Énormément de gens se reconvertissent. Je suis formatrice dans un centre de formation agricole. Beaucoup de femmes commencent dans des exploitations d’autres agricultrices reconverties. Depuis 2 ans, il y a deux fois plus de femmes qui s’installent. Les cheffes d’exploitation sont une réalité. Après, sur les proportions, je n’ai pas les chiffres en tête…
Non, je ne pense pas. Sur des petites exploitations en maraîchage, donc très peu mécanisées, il n’y a pas de différences. En revanche, ce métier est hyper physique. Il faut avoir une bonne condition sportive et de l’endurance. Quand je dois mettre une bâche d’ensilage sur mon plein champ toute seule, j’y passe des heures… Mais je suis pas sûre qu’en tant qu’homme j’aurais plus de facilités.

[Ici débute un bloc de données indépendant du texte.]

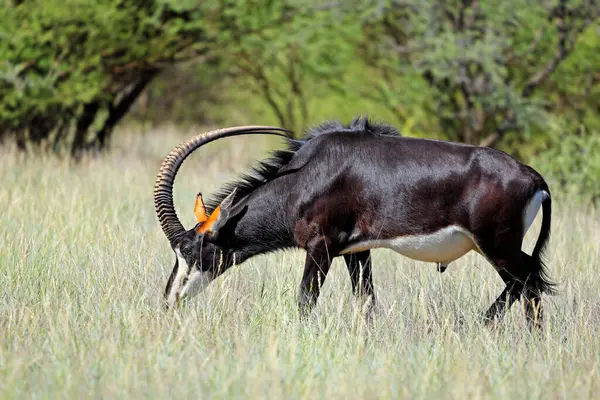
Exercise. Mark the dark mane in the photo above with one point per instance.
(266, 170)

En revanche, il faut reconnaître une réalité de genre dans l’éducation : les filles sont moins armées en mécanique. J’ai du mal à atteler un outil à mon tracteur. Je ne suis pas experte, ce n’est pas intuitif. Si j’avais plus de notions de mécanique, ce serait plus facile. Le jour où je quitterai l’espace test, ce sera un handicap.
Non, je ne suis confrontée à aucun cliché. Mais je suis un peu dans un microcosme… J’ai beaucoup de maraîchers nouvellement installés dans mon entourage. Je suis à 20 km de Toulouse. Quand je vais à la coopérative, je n’ai jamais ressenti une quelconque discrimination. Les gens m’aident à mettre les sacs de 25 kilos de compost dans le camion : on pourrait considérer que c’est de la discrimination positive, mais je pars du principe que c’est plutôt de la bienveillance.

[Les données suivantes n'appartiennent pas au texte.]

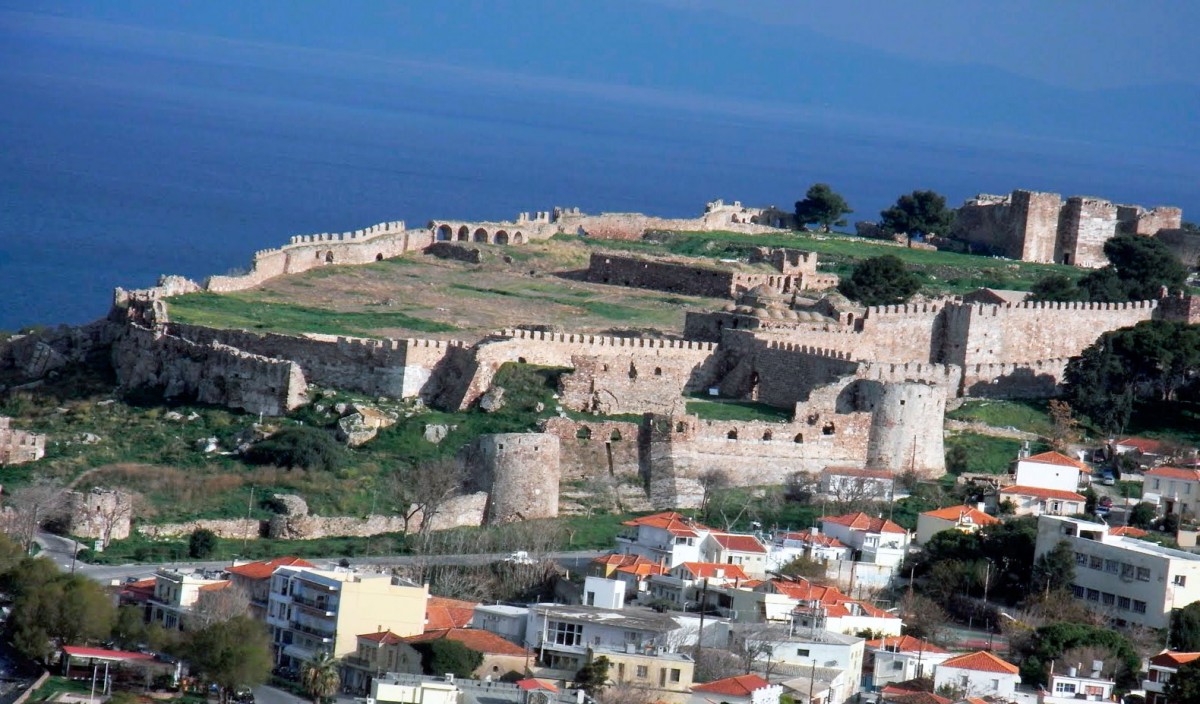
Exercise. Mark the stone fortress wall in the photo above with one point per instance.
(1041, 227)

Quand j’ai commencé à bifurquer et que le maraîchage m’a paru être une opportunité car cela me correspondait et que c’était accessible, je suis tombée sur la ferme du Bec Hellouin. Perrine Hervé-Gruyer, la co-gérante, était auparavant juriste. Puis, elle s’est reconvertie avec son compagnon pour créer cette ferme en agro-écologie. Je m’étais dit au vu de son exemple que c’était possible. Sa philosophie de vie était intéressante, c’était un retour aux sources sur une exploitation à taille humaine, ancrée dans la nature. Son projet alliait un métier et un projet de vie : cela m’a plu et inspirée.
Je leur dirai que le maraîchage est un métier passionnant et que si c’est leur choix, elles doivent le faire !

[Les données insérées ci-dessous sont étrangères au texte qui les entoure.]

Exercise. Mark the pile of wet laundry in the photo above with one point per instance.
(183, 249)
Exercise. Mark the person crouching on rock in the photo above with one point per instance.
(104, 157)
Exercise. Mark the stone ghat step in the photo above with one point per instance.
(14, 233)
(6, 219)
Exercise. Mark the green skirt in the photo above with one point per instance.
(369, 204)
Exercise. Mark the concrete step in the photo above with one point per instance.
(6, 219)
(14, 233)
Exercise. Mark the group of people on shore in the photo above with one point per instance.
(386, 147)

Cela dit, il faut peser quelques éléments avant de prendre cette décision. Une ferme doit être rentable. Pour qu’elle le soit, il faut beaucoup de travail. Elles doivent donc se renseigner sur la réalité du quotidien, pour éviter de prendre une douche froide.
Côté financier, il faut aussi bien mesurer de combien elles ont besoin pour vivre. Les agriculteurs·trices ont souvent du mal à dégager un SMIC malgré de gros horaires. La première année, on ne gagne généralement rien mais on a des frais. On a 90% de chances d’être en-dessous du salaire moyen. Moi, j’exerce deux métiers (maraîchère et formatrice).Mais si ces futures agricultrices ont bien pesé le pour et le contre et que c’est vraiment ce qu’elles souhaitent faire, il faut y aller à fond. Ce métier est tellement beau et la vie est si courte. En ce qui me concerne, je ne regrette absolument pas mon choix.